C’è sempre una novità più nuova che fa invecchiare la precedente. Farvi sbavare è la mia missione. Nel mio mestiere nessuno desidera la vostra felicità, perché la gente felice non consuma.
Frédéric Beigbeder (pubblicitario)

Sulle prime ho trovato questo pensiero illuminante, poi, riflettendoci, credo che ci sia da ragionarci un po’… Forse chi è consapevole, sereno ed equilibrato con un Io ben formato non consuma e, a volte, chi è felice (e probabilmente lo si può essere veramente solo per attimi fugaci) consuma perché nell’ “euforia momentanea” non bada al denaro e azzera l’ansia dello spreco. Non riesco a trovare una risposta univoca.

On troverai mai una risposta convincente e univoca per ogni questione, perché sempre almeno due interpretazioni sono legittimi. Non per niente sono due emisferi del cervello, i neuroni con il polo positivo e negativo, don Camillo e don Peppone, destra e sinistra yin e yang ecc.

I casi di morte possono essere certo l’occasione di una prima superficiale ed elusiva presa di coscienza della morte. Il ‘‘si muore’’ che sentiamo alla televisione o leggiamo nei giornali diffonde l’opinione che la morte colpisca. Il morire viene così appiattito e ridotto ad una mera occorrenza, in evento pubblico che per essenza non è ancora perspicuamente il mio progetto esistenziale di un essere-alla-morte autentico, ma fuga di fronte alla morte nel consolatorio ‘‘non tocca a me’’.

Per chi crede nell’esistenza dell’al di là, oppure che c’è vita anche dopo la morte che è soltanto fisica come decomposizione del corpo, certamente la morte “non tocca a lui”, ma tocca a Heidegger e Bloch.

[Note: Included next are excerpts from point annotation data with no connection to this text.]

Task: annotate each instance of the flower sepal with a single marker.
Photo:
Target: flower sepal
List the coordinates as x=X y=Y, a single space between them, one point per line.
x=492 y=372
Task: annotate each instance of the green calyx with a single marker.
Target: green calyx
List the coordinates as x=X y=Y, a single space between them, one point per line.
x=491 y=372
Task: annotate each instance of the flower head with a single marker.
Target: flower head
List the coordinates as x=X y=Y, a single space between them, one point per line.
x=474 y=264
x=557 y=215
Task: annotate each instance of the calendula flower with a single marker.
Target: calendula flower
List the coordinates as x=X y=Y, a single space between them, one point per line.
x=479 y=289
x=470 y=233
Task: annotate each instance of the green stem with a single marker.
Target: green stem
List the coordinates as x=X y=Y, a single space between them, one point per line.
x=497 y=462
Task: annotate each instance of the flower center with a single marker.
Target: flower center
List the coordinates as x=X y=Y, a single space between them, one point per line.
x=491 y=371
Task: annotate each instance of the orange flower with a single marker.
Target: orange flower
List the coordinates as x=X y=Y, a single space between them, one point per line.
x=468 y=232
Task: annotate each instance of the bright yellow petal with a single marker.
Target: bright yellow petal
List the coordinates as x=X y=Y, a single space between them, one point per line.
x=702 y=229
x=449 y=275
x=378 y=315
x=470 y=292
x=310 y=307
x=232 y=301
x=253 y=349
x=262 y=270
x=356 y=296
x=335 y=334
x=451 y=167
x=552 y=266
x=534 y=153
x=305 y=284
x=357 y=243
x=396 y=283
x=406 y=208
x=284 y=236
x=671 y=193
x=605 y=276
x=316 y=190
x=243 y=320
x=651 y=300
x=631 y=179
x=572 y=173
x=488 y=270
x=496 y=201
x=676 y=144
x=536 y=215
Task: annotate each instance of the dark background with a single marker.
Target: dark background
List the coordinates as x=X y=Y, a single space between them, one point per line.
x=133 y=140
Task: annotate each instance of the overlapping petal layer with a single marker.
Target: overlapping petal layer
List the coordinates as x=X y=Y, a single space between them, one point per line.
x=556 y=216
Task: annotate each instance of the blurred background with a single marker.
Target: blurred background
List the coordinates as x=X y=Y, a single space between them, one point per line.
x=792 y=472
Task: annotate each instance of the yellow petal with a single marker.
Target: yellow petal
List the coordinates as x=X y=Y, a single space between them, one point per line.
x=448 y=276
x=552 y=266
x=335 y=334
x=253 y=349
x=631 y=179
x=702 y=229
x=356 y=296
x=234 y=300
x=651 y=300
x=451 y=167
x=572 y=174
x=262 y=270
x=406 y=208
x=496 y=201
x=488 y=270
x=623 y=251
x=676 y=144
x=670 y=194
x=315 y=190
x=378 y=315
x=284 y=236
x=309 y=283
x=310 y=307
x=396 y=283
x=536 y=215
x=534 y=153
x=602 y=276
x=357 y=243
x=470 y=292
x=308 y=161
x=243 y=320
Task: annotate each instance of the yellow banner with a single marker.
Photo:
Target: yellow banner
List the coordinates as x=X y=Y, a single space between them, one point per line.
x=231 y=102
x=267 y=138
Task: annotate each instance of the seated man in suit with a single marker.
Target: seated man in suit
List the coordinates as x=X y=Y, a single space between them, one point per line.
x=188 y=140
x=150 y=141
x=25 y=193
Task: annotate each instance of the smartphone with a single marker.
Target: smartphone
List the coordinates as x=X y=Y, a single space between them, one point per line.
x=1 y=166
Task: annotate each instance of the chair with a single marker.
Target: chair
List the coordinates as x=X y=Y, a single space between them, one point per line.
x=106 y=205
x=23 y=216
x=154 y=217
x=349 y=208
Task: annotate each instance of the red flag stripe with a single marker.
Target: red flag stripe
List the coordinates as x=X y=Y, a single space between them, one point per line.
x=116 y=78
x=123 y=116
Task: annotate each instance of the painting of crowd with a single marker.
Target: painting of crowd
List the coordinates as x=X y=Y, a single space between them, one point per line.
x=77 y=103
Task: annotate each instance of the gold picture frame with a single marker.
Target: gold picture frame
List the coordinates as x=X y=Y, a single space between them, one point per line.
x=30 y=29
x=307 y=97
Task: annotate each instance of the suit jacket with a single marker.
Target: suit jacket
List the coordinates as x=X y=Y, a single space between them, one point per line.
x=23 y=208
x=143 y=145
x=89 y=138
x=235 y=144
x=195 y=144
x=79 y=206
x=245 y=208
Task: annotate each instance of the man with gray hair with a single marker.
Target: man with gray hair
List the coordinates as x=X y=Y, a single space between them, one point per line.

Per tutte le nostre presunzioni sull’essere al centro dell’universo, noi viviamo in un comune pianeta di una monotona stella ficcata in un oscuro angolo… in una galassia ordinaria che è una di circa 100 miliardi di galassie… Questo è il fatto fondamentale dell’universo che abitiamo. Ed è un bene per noi arrivare a capirlo.
Carl Sagan

Per i fisici nulla si può dire che esista in assenza di un osservatore. In assenza di dimostrazione che esistono altri osservatori noi siamo effettivamente al centro.

Per questa ragione i fisici hanno inventato gli UFO, per non sentirsi soli nell’osservazione dell’universo.